そして、まずは用事を済ますべき少年たちがいる。そちらが、用事を済ませるのなら、その間に少しとオユキがふらりと離れようとするのを過去と同じ動きを見せるものだと、トモエがとりあえず手をつないで止める。少年たちが、これまで一応とはいえ、ここ暫くは慣れていた少年たちの晴れ舞台ですよと、そうした思いを込めて軽くというには強い力を入れて。
どうやら、そこでようやくオユキも気が付いたようで意識をどうにか少年たちのほうに向けなおす。この辺りは、周囲の話が聞こえなくなる、己の趣味に気がそれてしまえばどうにも周囲の事に気が回らない。そうした悪癖と呼んでいい物にしても、トモエから見れば可愛らしい物となるのだが他から見てと言う訳にもいかない。特に生前こうしたオユキの癖に関しては、幼い時分の子供や孫たちは不満を抱えていたことでもある。

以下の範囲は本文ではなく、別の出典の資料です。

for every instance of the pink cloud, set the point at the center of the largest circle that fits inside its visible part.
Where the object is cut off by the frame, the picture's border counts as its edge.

「恐れながら、大司教様。この度、私水と癒しを司る女神の持祭アドリアーナ、始まりの町、最古の教会より碩学の粋たる知識と魔の神を奉じる神殿へと、預かりし書簡を届けに参りました」

少々、たどたどしいというよりも、用意された文面をそのまま読んでいるといった風情のアドリアーナ。その姿を見るにつけても、成程持祭の位を得たとはいえ未だに練習が不足しているようだと。トモエとしては、そうした姿に確かにほほえましさを覚える反面、これが己の流派の事であればと考えて確かに不安だろうとそんなことも考えてしまうのだ。この辺りは、オユキにしても、寧ろオユキに対して主体として話しかけていた内容でもあるため、オユキのほうが理解を深めている。要は、少女たちに対して教育を施したらしい、始まりの町にいるそれぞれの神に使える者たち。アナについては、年老いた巫女と助祭。セシリアとアドリアーナはそれぞれ修道士から。その二人が、渋々と一応は問題が無いと定められた期限の内に詰め込んだ成果だというのが分かり易い。
あの町にいる神職の者たちは、気軽に他に向かうことが出来ない。しかし、門が作られたことで始まりの町の司教、創造神の分御霊でもあるロザリアは、やはり他の神殿にいるそれぞれの柱の分御霊と今後についてやり取りをしなければあらないのだろう。アドリアーナの差し出す書簡の厚み、封書にしても覚えのない印が使われている。いよいよ、その中は何が書いてあるのだろうかと流石にトモエにしても気になりはする。オユキのほうは、そうしたほほえましさを見せるアドリアーナ。その背後で揃って礼をとる少年たちの姿に、ようやく意識が向いたからか何やら緊張を覚えているオユキの手を改めて力を抜いて軽く繋ぎなおして。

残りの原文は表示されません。